Chavis played in a career–high 129 games for the Pirates in 2022, slashing .229/.265/.389 with 14 home runs and 49 RBI. On September 26, 2022, Chavis was designated for assignment. He cleared waivers and was sent outright to Triple–A Indianapolis on September 29. After the season, he elected free agency on October 6.
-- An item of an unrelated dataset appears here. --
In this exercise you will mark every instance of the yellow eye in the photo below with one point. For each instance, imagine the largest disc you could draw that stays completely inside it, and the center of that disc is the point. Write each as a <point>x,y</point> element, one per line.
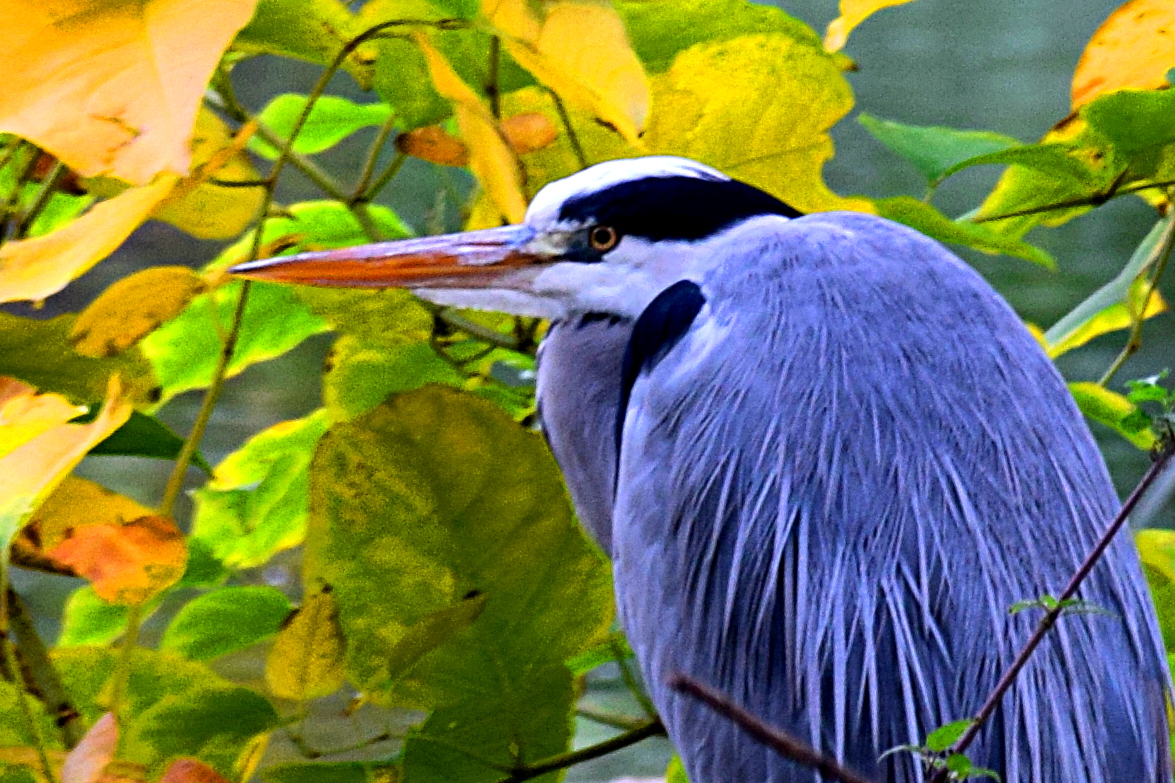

===Washington Nationals===
On January 2, 2023, Chavis signed a minor league deal with the Washington Nationals. On March 30, Chavis had his contract selected after making the Opening Day roster. In 48 games for the Nationals, he batted .242/.281/.341 with 2 home runs and 5 RBI. Following the season on October 18, Chavis was removed from the 40–man roster and sent outright to the Triple–A Rochester Red Wings. However, he subsequently rejected the assignment and elected free agency.

=== Seattle Mariners ===
On January 11, 2024, Chavis signed a minor league deal with the Seattle Mariners that included a non-roster invitation to spring training. In 46 games for the Triple–A Tacoma Rainiers, he batted .290/.367/.485 with seven home runs and 29 RBI. Chavis triggered the opt–out clause in his contract and was released by the Mariners organization on June 1.

===Chicago White Sox===
On June 5, 2024, Chavis signed a minor league contract with the Chicago White Sox. In 67 games for the Triple-A Charlotte Knights, he batted .234/.308/.414 with nine home runs, 27 RBI, and nine stolen bases. Chavis elected free agency following the season on November 4.

===Los Angeles Dodgers===
On February 14, 2025, Chavis signed a minor league contract with the Los Angeles Dodgers. He played in 63 games for the Triple-A Oklahoma City Comets, batting .291/.350/.547 with 13 home runs and 45 RBI. In a June 14 game against the Albuquerque Isotopes, Chavis hit for the cycle. He was released by the Dodgers organization on July 8.

===Chunichi Dragons===
On July 11, 2025, Chavis was officially signed by the Chunichi Dragons of Nippon Professional Baseball, joining another former first-round pick in Kyle Muller. In 38 appearances for Chunichi, he batted .171/.267/.352 with five home runs and eight RBI. On December 3, the Dragons announced that they would not bring Chavis back for the 2026 season.

===Cincinnati Reds===
On December 24, 2025, Chavis signed a minor league contract with the Cincinnati Reds.

==Personal life==
Chavis's nickname, "Ice Horse," was coined on the Section 10 Podcast, a Red Sox podcast hosted by Barstool Sports Boston employees, and soon adopted by fans, MLB, and Chavis himself.

Chavis is a Christian. In high school, he was told "at 11:11, you make a wish", and in his later high school years he began posting the phrase "11:11" on social media with a new purpose: "I didn't like the idea of making a wish for no purpose ... I thought, why don't I say a prayer or something that's actually beneficial." He frequently uses his platform to post encouraging messages on social media while spreading his faith.

Chavis has stated that his father is "full-blood Cherokee Indian" and his mother is from New York.